Blackbaud hack: Second Welsh university's data attacked in hack

A second Welsh university has confirmed it was one of more than 20 institutions across the world to have been affected by hackers attacking a cloud provider.

The University of South Wales said it understood "email addresses and names of a section of our alumni database" were attacked in the Blackbaud hack.

The education software giant was held to ransom by hackers in May and paid an undisclosed ransom to cyber-criminals.

Aberystwyth University had previously admitted some of its data had been hit.

Blackbaud is the world's largest provider of education administration, fundraising, and financial management software.

The US-based firm declined to provide a complete lists of those affected but institutions in the UK, US and Canada have been affected, including a number of prominent UK universities.

The latest to confirm is the University of South Wales, which has campuses in Cardiff, Newport, Pontypridd and Dubai, and is Wales' second largest university.

"Since being told of this, we have been working to get an understanding of what data was breached from our records," a spokesperson said.

"We understand this to have been the email addresses and names of a section of our alumni database. We have now contacted all those whose details we believe were included. 

"We are in contact with the supplier to find out why there was a delay in informing us of the data breach, and to assure us that there is no likelihood the incident will be repeated." 

The university - formed in 2013 from a merger of the University of Glamorgan and University of Wales, Newport - has reported the breach to the Information Commissioner's Office.

Blackbaud, a company based in South Carolina, has been criticised for not disclosing the hacking of their systems externally until July and for having paid the hackers an undisclosed ransom.

"The majority of our customers were not part of this incident," the company has said.

It referred the BBC to a statement on its website, external: "In May of 2020, we discovered and stopped a ransomware attack. Prior to our locking the cyber-criminal out, the cyber-criminal removed a copy of a subset of data from our self-hosted environment."

The statement goes on to say Blackbaud paid the ransom demand. Doing so is not illegal, but goes against the advice of numerous law enforcement agencies, including the FBI, NCA and Europol.

Blackbaud added that it had been given "confirmation that the copy [of data] they removed had been destroyed".

It has said it is working with law enforcement and third-party investigators to monitor whether or not the data is being circulated or sold on the dark web, for example.

Under General Data Protection Regulation (GDPR), companies must report a significant breach to data authorities within 72 hours of learning of an incident or face potential fines.

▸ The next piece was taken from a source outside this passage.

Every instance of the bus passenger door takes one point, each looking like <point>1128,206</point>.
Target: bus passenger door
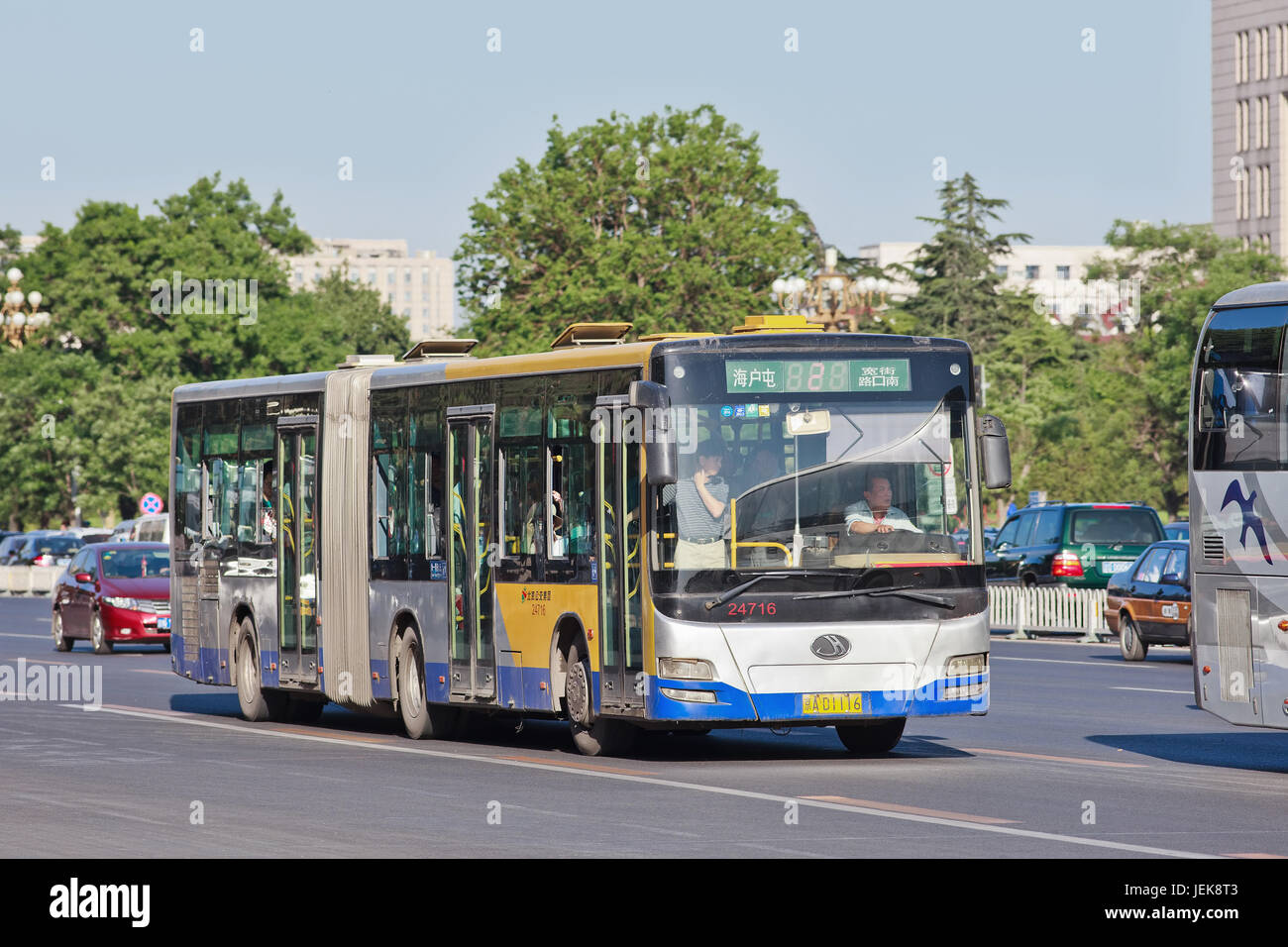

The UK's Information Commissioner's Office (ICO), as well as the Canadian data authorities, were informed about the breach last weekend - weeks after Blackbaud discovered the hack.

An ICO spokeswoman said: "Blackbaud has reported an incident affecting multiple data controllers to the ICO. We will be making enquiries to both Blackbaud and the respective controllers, and encourage all affected controllers to evaluate whether they need to report the incident to the ICO individually."